After a record year for mergers and acquisitions in 2019 and a strong start in 2020, the COVID-19 pandemic has created several challenges for advisory firms looking outside their organizations for growth.
For one, lenders and potential deal partners may look askance at advisors who took loans under the Paycheck Protection Program, two executives say.
Three experts on RIA M&As explored some of those challenges on Wednesday, including risks both old and new, that advisory firms should keep in mind as they pursue growth opportunities and succession planning this year and beyond.
Potential PPP Problems
Advisory firms that participated in the PPP may face potential new risks as a result of that decision.
When the pandemic started, several advisory firms likely spoke with their attorneys and accountants and concluded it was "prudent to take the money," Rick Dennen, CEO and president of specialty lending firm Oak Street Funding, said during the TD Ameritrade Institutional webcast "M&A and Succession in a Pandemic World."
His firm had a couple of RIA customers who took part in the program and "I'm not going to take it or hold anything against them," he said.
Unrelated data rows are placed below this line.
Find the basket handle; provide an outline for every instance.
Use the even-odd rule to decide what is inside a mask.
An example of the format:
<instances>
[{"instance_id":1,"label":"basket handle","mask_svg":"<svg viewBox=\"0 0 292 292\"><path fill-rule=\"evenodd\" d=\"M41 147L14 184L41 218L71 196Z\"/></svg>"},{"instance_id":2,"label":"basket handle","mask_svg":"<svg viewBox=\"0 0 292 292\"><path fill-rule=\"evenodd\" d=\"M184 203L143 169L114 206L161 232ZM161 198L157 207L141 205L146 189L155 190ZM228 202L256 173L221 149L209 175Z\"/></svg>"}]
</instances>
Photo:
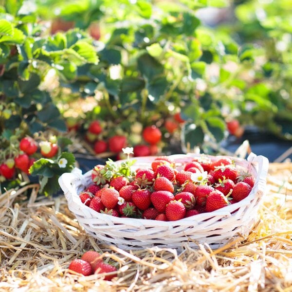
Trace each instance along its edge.
<instances>
[{"instance_id":1,"label":"basket handle","mask_svg":"<svg viewBox=\"0 0 292 292\"><path fill-rule=\"evenodd\" d=\"M257 190L256 195L260 198L265 193L266 190L269 160L265 156L256 156L253 152L250 153L247 160L249 163L249 167L252 165L254 165L257 170L258 175L255 182L255 186Z\"/></svg>"}]
</instances>

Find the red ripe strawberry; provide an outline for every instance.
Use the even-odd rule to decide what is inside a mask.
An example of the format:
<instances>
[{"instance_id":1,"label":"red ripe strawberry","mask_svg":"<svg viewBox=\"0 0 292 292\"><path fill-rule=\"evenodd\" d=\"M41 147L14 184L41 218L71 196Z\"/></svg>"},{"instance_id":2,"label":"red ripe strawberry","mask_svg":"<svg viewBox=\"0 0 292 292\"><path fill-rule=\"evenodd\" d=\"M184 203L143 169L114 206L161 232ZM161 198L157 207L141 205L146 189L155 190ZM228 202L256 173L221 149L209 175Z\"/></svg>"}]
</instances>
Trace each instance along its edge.
<instances>
[{"instance_id":1,"label":"red ripe strawberry","mask_svg":"<svg viewBox=\"0 0 292 292\"><path fill-rule=\"evenodd\" d=\"M94 143L93 150L97 154L106 152L107 149L108 143L106 141L99 140Z\"/></svg>"},{"instance_id":2,"label":"red ripe strawberry","mask_svg":"<svg viewBox=\"0 0 292 292\"><path fill-rule=\"evenodd\" d=\"M123 186L127 185L129 181L127 178L124 176L119 176L111 179L110 185L119 191Z\"/></svg>"},{"instance_id":3,"label":"red ripe strawberry","mask_svg":"<svg viewBox=\"0 0 292 292\"><path fill-rule=\"evenodd\" d=\"M176 201L181 200L186 210L193 209L196 203L195 196L191 193L188 192L182 192L177 194L175 196Z\"/></svg>"},{"instance_id":4,"label":"red ripe strawberry","mask_svg":"<svg viewBox=\"0 0 292 292\"><path fill-rule=\"evenodd\" d=\"M96 192L100 189L100 187L95 183L91 184L85 189L86 192L91 192L93 196L95 195Z\"/></svg>"},{"instance_id":5,"label":"red ripe strawberry","mask_svg":"<svg viewBox=\"0 0 292 292\"><path fill-rule=\"evenodd\" d=\"M243 200L246 198L251 192L252 187L243 182L237 182L233 188L232 191L232 198L237 202Z\"/></svg>"},{"instance_id":6,"label":"red ripe strawberry","mask_svg":"<svg viewBox=\"0 0 292 292\"><path fill-rule=\"evenodd\" d=\"M15 158L15 167L19 168L20 170L27 172L29 164L29 157L27 154L19 154Z\"/></svg>"},{"instance_id":7,"label":"red ripe strawberry","mask_svg":"<svg viewBox=\"0 0 292 292\"><path fill-rule=\"evenodd\" d=\"M252 187L254 187L255 185L255 180L253 176L247 176L243 179L242 182L249 184Z\"/></svg>"},{"instance_id":8,"label":"red ripe strawberry","mask_svg":"<svg viewBox=\"0 0 292 292\"><path fill-rule=\"evenodd\" d=\"M101 133L102 128L101 128L98 121L93 121L90 123L88 130L92 134L98 135Z\"/></svg>"},{"instance_id":9,"label":"red ripe strawberry","mask_svg":"<svg viewBox=\"0 0 292 292\"><path fill-rule=\"evenodd\" d=\"M109 209L113 209L119 201L119 192L113 187L104 187L101 189L100 199L102 203Z\"/></svg>"},{"instance_id":10,"label":"red ripe strawberry","mask_svg":"<svg viewBox=\"0 0 292 292\"><path fill-rule=\"evenodd\" d=\"M108 209L106 208L104 211L101 210L100 213L102 214L107 214L107 215L110 215L115 217L120 217L120 213L115 209Z\"/></svg>"},{"instance_id":11,"label":"red ripe strawberry","mask_svg":"<svg viewBox=\"0 0 292 292\"><path fill-rule=\"evenodd\" d=\"M136 145L134 146L133 152L135 157L148 156L150 155L150 149L147 145Z\"/></svg>"},{"instance_id":12,"label":"red ripe strawberry","mask_svg":"<svg viewBox=\"0 0 292 292\"><path fill-rule=\"evenodd\" d=\"M164 127L170 134L172 134L179 128L178 124L172 119L166 119L164 122Z\"/></svg>"},{"instance_id":13,"label":"red ripe strawberry","mask_svg":"<svg viewBox=\"0 0 292 292\"><path fill-rule=\"evenodd\" d=\"M191 193L193 195L195 195L197 185L195 184L194 182L188 182L186 183L183 184L182 186L182 190L183 192L188 192L189 193Z\"/></svg>"},{"instance_id":14,"label":"red ripe strawberry","mask_svg":"<svg viewBox=\"0 0 292 292\"><path fill-rule=\"evenodd\" d=\"M15 174L15 167L13 166L9 168L7 165L4 163L0 164L0 174L2 175L5 179L10 180L12 179Z\"/></svg>"},{"instance_id":15,"label":"red ripe strawberry","mask_svg":"<svg viewBox=\"0 0 292 292\"><path fill-rule=\"evenodd\" d=\"M133 185L125 185L119 192L120 197L124 198L126 202L130 202L132 201L132 194L136 189L137 189Z\"/></svg>"},{"instance_id":16,"label":"red ripe strawberry","mask_svg":"<svg viewBox=\"0 0 292 292\"><path fill-rule=\"evenodd\" d=\"M211 192L206 201L206 211L212 212L228 205L228 201L223 193L218 190Z\"/></svg>"},{"instance_id":17,"label":"red ripe strawberry","mask_svg":"<svg viewBox=\"0 0 292 292\"><path fill-rule=\"evenodd\" d=\"M165 215L169 221L175 221L184 218L185 207L179 201L173 201L166 205Z\"/></svg>"},{"instance_id":18,"label":"red ripe strawberry","mask_svg":"<svg viewBox=\"0 0 292 292\"><path fill-rule=\"evenodd\" d=\"M151 194L151 201L160 213L164 213L166 205L174 200L174 196L167 191L157 191Z\"/></svg>"},{"instance_id":19,"label":"red ripe strawberry","mask_svg":"<svg viewBox=\"0 0 292 292\"><path fill-rule=\"evenodd\" d=\"M125 136L115 135L109 139L109 147L111 152L118 153L126 146L127 138Z\"/></svg>"},{"instance_id":20,"label":"red ripe strawberry","mask_svg":"<svg viewBox=\"0 0 292 292\"><path fill-rule=\"evenodd\" d=\"M152 161L152 163L151 164L151 167L153 170L153 171L156 171L158 166L163 164L166 164L171 166L170 164L168 161L163 160L162 159L158 159Z\"/></svg>"},{"instance_id":21,"label":"red ripe strawberry","mask_svg":"<svg viewBox=\"0 0 292 292\"><path fill-rule=\"evenodd\" d=\"M192 172L190 172L189 171L184 171L184 170L182 170L176 174L175 179L176 180L177 182L178 182L181 185L182 185L187 181L191 180L192 173Z\"/></svg>"},{"instance_id":22,"label":"red ripe strawberry","mask_svg":"<svg viewBox=\"0 0 292 292\"><path fill-rule=\"evenodd\" d=\"M81 202L83 204L88 206L90 204L90 202L91 201L92 197L91 193L89 192L81 192L79 194L79 198L81 200Z\"/></svg>"},{"instance_id":23,"label":"red ripe strawberry","mask_svg":"<svg viewBox=\"0 0 292 292\"><path fill-rule=\"evenodd\" d=\"M175 178L173 168L166 164L158 166L156 168L155 175L155 177L164 177L169 180L171 182L172 182Z\"/></svg>"},{"instance_id":24,"label":"red ripe strawberry","mask_svg":"<svg viewBox=\"0 0 292 292\"><path fill-rule=\"evenodd\" d=\"M232 164L232 161L230 158L228 158L228 157L220 158L220 159L218 159L218 160L213 161L211 164L211 169L214 170L218 166L221 166L222 165L228 165L231 164Z\"/></svg>"},{"instance_id":25,"label":"red ripe strawberry","mask_svg":"<svg viewBox=\"0 0 292 292\"><path fill-rule=\"evenodd\" d=\"M137 170L135 181L140 187L144 188L153 183L154 172L150 168L140 168Z\"/></svg>"},{"instance_id":26,"label":"red ripe strawberry","mask_svg":"<svg viewBox=\"0 0 292 292\"><path fill-rule=\"evenodd\" d=\"M137 208L132 202L125 202L118 206L120 214L127 217L130 217L137 213Z\"/></svg>"},{"instance_id":27,"label":"red ripe strawberry","mask_svg":"<svg viewBox=\"0 0 292 292\"><path fill-rule=\"evenodd\" d=\"M94 197L92 198L89 204L89 207L99 213L100 213L102 210L104 211L106 208L99 197Z\"/></svg>"},{"instance_id":28,"label":"red ripe strawberry","mask_svg":"<svg viewBox=\"0 0 292 292\"><path fill-rule=\"evenodd\" d=\"M187 210L185 213L185 217L190 217L191 216L197 215L198 214L200 214L198 210L195 209L193 209L193 210Z\"/></svg>"},{"instance_id":29,"label":"red ripe strawberry","mask_svg":"<svg viewBox=\"0 0 292 292\"><path fill-rule=\"evenodd\" d=\"M112 273L113 272L116 272L117 268L110 264L105 263L102 261L99 261L96 265L95 270L94 274L103 274L111 273L110 274L107 275L105 276L104 279L107 281L110 281L112 278L115 277L117 273Z\"/></svg>"},{"instance_id":30,"label":"red ripe strawberry","mask_svg":"<svg viewBox=\"0 0 292 292\"><path fill-rule=\"evenodd\" d=\"M149 144L156 144L162 136L160 130L154 125L146 127L143 130L142 135L144 140Z\"/></svg>"},{"instance_id":31,"label":"red ripe strawberry","mask_svg":"<svg viewBox=\"0 0 292 292\"><path fill-rule=\"evenodd\" d=\"M92 269L90 264L80 258L73 259L69 265L68 269L69 273L73 271L85 276L89 276L92 274Z\"/></svg>"},{"instance_id":32,"label":"red ripe strawberry","mask_svg":"<svg viewBox=\"0 0 292 292\"><path fill-rule=\"evenodd\" d=\"M207 197L210 193L214 190L214 188L210 185L198 185L195 192L197 204L199 206L204 205L206 203Z\"/></svg>"},{"instance_id":33,"label":"red ripe strawberry","mask_svg":"<svg viewBox=\"0 0 292 292\"><path fill-rule=\"evenodd\" d=\"M211 164L212 163L211 159L208 158L207 157L204 155L201 155L198 158L194 158L193 161L196 161L199 162L200 164L203 167L204 171L207 171L209 172L211 170Z\"/></svg>"},{"instance_id":34,"label":"red ripe strawberry","mask_svg":"<svg viewBox=\"0 0 292 292\"><path fill-rule=\"evenodd\" d=\"M142 218L154 220L159 215L159 212L155 208L148 208L143 212Z\"/></svg>"},{"instance_id":35,"label":"red ripe strawberry","mask_svg":"<svg viewBox=\"0 0 292 292\"><path fill-rule=\"evenodd\" d=\"M155 220L158 220L158 221L167 221L167 219L165 214L161 213L157 216L155 218Z\"/></svg>"},{"instance_id":36,"label":"red ripe strawberry","mask_svg":"<svg viewBox=\"0 0 292 292\"><path fill-rule=\"evenodd\" d=\"M19 149L28 155L31 155L37 150L37 144L31 137L25 137L20 140Z\"/></svg>"},{"instance_id":37,"label":"red ripe strawberry","mask_svg":"<svg viewBox=\"0 0 292 292\"><path fill-rule=\"evenodd\" d=\"M234 187L234 185L233 181L228 179L223 181L219 180L219 182L215 185L215 187L217 190L223 193L224 196L227 196L230 190Z\"/></svg>"},{"instance_id":38,"label":"red ripe strawberry","mask_svg":"<svg viewBox=\"0 0 292 292\"><path fill-rule=\"evenodd\" d=\"M184 170L186 171L189 168L191 167L195 167L196 168L198 168L200 170L200 172L203 172L204 169L202 167L202 166L199 163L199 162L197 162L196 161L191 161L191 162L189 162L187 163L184 166Z\"/></svg>"},{"instance_id":39,"label":"red ripe strawberry","mask_svg":"<svg viewBox=\"0 0 292 292\"><path fill-rule=\"evenodd\" d=\"M150 191L146 189L137 190L133 192L132 201L137 208L144 211L151 204L150 195Z\"/></svg>"},{"instance_id":40,"label":"red ripe strawberry","mask_svg":"<svg viewBox=\"0 0 292 292\"><path fill-rule=\"evenodd\" d=\"M91 179L92 182L98 185L105 184L107 182L107 180L101 173L101 170L103 169L105 165L97 164L95 165L91 172Z\"/></svg>"},{"instance_id":41,"label":"red ripe strawberry","mask_svg":"<svg viewBox=\"0 0 292 292\"><path fill-rule=\"evenodd\" d=\"M154 189L154 191L168 191L171 193L174 191L172 182L164 177L159 177L155 179Z\"/></svg>"},{"instance_id":42,"label":"red ripe strawberry","mask_svg":"<svg viewBox=\"0 0 292 292\"><path fill-rule=\"evenodd\" d=\"M238 175L238 171L235 167L232 165L222 165L216 168L213 177L217 182L219 182L219 179L222 181L225 179L229 179L236 182Z\"/></svg>"},{"instance_id":43,"label":"red ripe strawberry","mask_svg":"<svg viewBox=\"0 0 292 292\"><path fill-rule=\"evenodd\" d=\"M102 261L101 256L97 252L94 251L88 251L84 253L81 256L81 259L89 263L91 266L92 271L95 270L97 263Z\"/></svg>"}]
</instances>

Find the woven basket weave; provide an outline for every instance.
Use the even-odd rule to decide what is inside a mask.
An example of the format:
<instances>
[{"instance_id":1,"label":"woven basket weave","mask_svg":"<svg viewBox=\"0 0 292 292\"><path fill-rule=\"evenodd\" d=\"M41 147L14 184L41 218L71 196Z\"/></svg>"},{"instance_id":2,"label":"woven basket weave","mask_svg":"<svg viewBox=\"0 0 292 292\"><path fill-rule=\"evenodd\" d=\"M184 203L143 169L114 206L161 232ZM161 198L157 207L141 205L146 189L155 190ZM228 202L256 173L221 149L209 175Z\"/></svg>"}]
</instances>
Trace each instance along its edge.
<instances>
[{"instance_id":1,"label":"woven basket weave","mask_svg":"<svg viewBox=\"0 0 292 292\"><path fill-rule=\"evenodd\" d=\"M189 153L170 156L177 164L189 161L200 154ZM226 156L208 156L212 160ZM250 195L241 201L213 212L202 213L173 221L120 218L97 213L82 204L78 194L92 183L91 171L84 175L75 168L63 174L59 183L67 200L68 207L86 232L101 242L111 243L125 250L160 247L180 248L187 242L193 247L197 243L207 243L212 248L226 243L238 234L247 235L257 216L265 193L268 161L263 156L250 154L247 160L232 158L237 167L247 170L256 178ZM136 167L150 166L154 157L137 158ZM179 168L178 167L178 168Z\"/></svg>"}]
</instances>

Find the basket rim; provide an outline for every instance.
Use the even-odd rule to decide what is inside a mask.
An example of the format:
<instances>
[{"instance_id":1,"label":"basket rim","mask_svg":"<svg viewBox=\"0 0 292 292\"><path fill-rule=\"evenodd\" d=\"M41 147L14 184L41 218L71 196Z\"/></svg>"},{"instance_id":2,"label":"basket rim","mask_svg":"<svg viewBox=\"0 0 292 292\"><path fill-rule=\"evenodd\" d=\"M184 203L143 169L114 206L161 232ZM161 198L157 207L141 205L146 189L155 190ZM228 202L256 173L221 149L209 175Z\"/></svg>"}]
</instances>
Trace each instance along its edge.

When his firm underwrites a loan, it looks at the firm's balance sheet and, a year from now or six months from now, if the loans are forgiven, the balance sheets will be enhanced, he noted.
However, the PPP money is probably "not going to enhance the value of the business" and, perhaps more importantly, some will look at a firm taking a PPP loan as a sign that it's "in distress and we can't give them credit," Dennen said.
Like Dennen, David Barton, vice chairman, M&A leader at RIA Mercer Advisors, would not personally "sit in judgment of anybody that's taken a PPP loan — that's a business decision," he said.
However, when firms certify they need that PPP capital to survive, it is "quite a statement that you're making and you do have to disclose that on your Form ADV" that advisors must submit to the Securities and Exchange Commission, Barton said.
Firms should also keep in mind that, as a result of taking that PPP money, "you're essentially telling your own clients that 'we're in financial distress and we need to take a loan to keep the doors open,'" Barton said. It is "waters under the bridge at this point, but I'd be very careful about the decision to do that and then also … make sure you're making the appropriate disclosures if you are doing that," he advised.
Tough Market for M&A Funding
In any case, some firms may find it tougher to get funding right now, Dennen said.